FULLBEAUTY Brands’ financial sponsor Apax Partners is working with PJT Partners as financial advisor to explore debt buy back options, according to sources. The retention comes as the online plus-size apparel retailer’s debt, which starts coming due in 2020, has dipped to deeply distressed levels. The company’s term loan B is quoted today at 39/41, while the second lien term loan is quoted in the 11/16 context, according to a trading desk.
As previously
reported, Davis Polk is working with a group of lenders primarily holding the company’s term loan B due in 2022 and had requested a meeting with management to gain insight into the company’s performance. Davis Polk had also requested a collateral review and perfection analysis of the company’s $75 million first-in, last-out (FILO) asset-based loan by Cahill Gordon, counsel to administrative agent JP Morgan.
A separate group of term lenders is working with Ducera Partners and Milbank Tweed, the sources said.

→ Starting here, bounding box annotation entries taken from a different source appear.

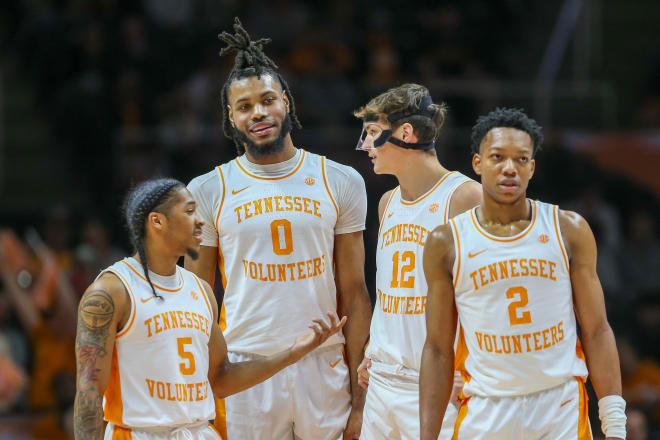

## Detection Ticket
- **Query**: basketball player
[355,84,481,440]
[420,109,626,440]
[74,179,345,440]
[186,20,371,440]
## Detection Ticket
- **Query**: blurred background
[0,0,660,440]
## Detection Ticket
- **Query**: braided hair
[124,178,185,299]
[471,107,543,156]
[218,17,302,155]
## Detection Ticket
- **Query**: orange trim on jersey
[575,377,591,440]
[450,219,461,289]
[575,337,587,365]
[552,205,570,271]
[121,260,184,293]
[111,272,137,339]
[112,425,133,440]
[378,186,400,237]
[470,200,537,243]
[192,274,213,319]
[215,166,225,231]
[447,397,470,440]
[321,156,339,218]
[234,150,305,180]
[214,399,228,440]
[218,243,227,291]
[401,171,456,206]
[103,345,123,426]
[454,325,472,386]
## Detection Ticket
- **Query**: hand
[342,409,362,440]
[449,371,463,408]
[358,357,371,390]
[291,312,346,362]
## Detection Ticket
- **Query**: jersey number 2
[176,337,195,375]
[270,219,293,255]
[506,286,532,325]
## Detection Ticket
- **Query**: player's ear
[147,212,167,231]
[227,104,236,127]
[472,153,481,176]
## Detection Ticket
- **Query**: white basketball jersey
[367,172,472,371]
[215,151,344,355]
[451,201,587,397]
[99,258,215,428]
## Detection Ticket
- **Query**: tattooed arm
[73,273,131,440]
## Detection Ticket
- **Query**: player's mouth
[250,122,276,137]
[497,179,520,192]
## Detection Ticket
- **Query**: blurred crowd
[0,0,660,440]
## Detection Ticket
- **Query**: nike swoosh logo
[468,249,488,258]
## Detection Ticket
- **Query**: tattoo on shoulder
[76,290,115,381]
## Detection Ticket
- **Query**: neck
[395,154,449,201]
[133,244,180,276]
[480,192,532,225]
[245,133,298,165]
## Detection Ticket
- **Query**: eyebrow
[234,89,277,105]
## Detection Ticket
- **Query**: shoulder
[378,188,396,222]
[557,209,596,255]
[325,158,364,185]
[188,168,222,193]
[78,272,131,319]
[449,179,483,217]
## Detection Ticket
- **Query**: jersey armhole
[99,268,137,339]
[552,205,571,273]
[445,177,472,223]
[449,218,461,290]
[321,156,339,219]
[190,272,213,322]
[215,165,226,234]
[378,186,400,237]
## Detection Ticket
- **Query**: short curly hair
[471,107,543,156]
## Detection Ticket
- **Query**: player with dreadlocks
[74,179,346,440]
[186,20,371,440]
[419,108,626,440]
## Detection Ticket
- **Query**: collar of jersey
[236,148,305,180]
[122,257,183,292]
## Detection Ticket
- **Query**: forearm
[211,349,298,398]
[582,322,621,399]
[419,342,454,440]
[342,287,371,409]
[73,385,103,440]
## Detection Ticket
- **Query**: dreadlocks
[218,17,302,154]
[124,179,185,298]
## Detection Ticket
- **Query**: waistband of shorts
[229,344,343,359]
[115,420,210,434]
[369,359,419,379]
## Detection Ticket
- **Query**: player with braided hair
[185,19,371,440]
[74,179,346,440]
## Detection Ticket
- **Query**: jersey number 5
[176,337,195,375]
[270,219,293,255]
[506,286,532,325]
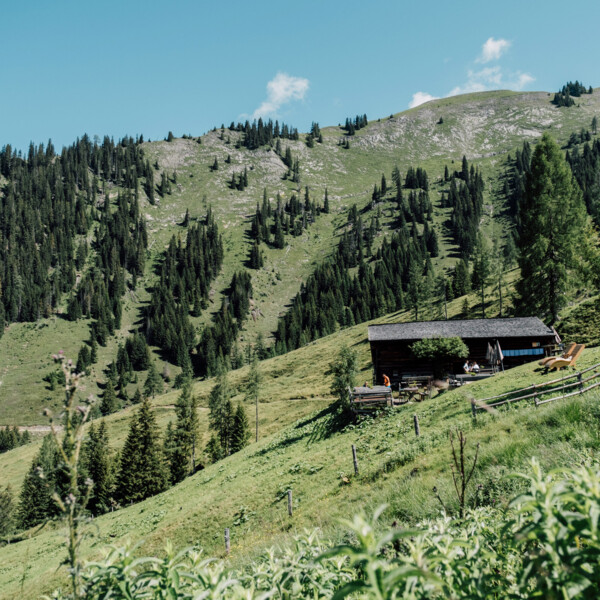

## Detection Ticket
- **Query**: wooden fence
[471,363,600,416]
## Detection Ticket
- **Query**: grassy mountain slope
[0,288,600,598]
[0,91,600,425]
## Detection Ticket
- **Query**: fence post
[352,444,358,475]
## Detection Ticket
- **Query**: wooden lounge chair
[546,344,585,371]
[538,342,577,367]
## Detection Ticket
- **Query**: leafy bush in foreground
[54,459,600,600]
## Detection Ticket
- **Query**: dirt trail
[0,425,63,433]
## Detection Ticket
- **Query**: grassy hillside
[0,298,600,598]
[0,91,600,425]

FULLBEAUTY reported for the first quarter ended March 31 a 32% year-over-year decline in EBITDA to $17 million from $25 million and a 3.5% decline in revenue to $204 million. The company ended the first quarter with $86 million of liquidity, split between $60 million of availability under its undrawn $100 million asset-based revolver due in 2020 and $26 million of cash.
Acquired by Apax in a 2015 leveraged buyout, FULLBEAUTY has faced competition from new entrants and from Amazon and department stores, such as Kohl's, Walmart and J.C. Penney, which have refocused on the plus-size demographic.
Apax and Ducera declined to comment. PJT and Milbank did not respond to requests for comment.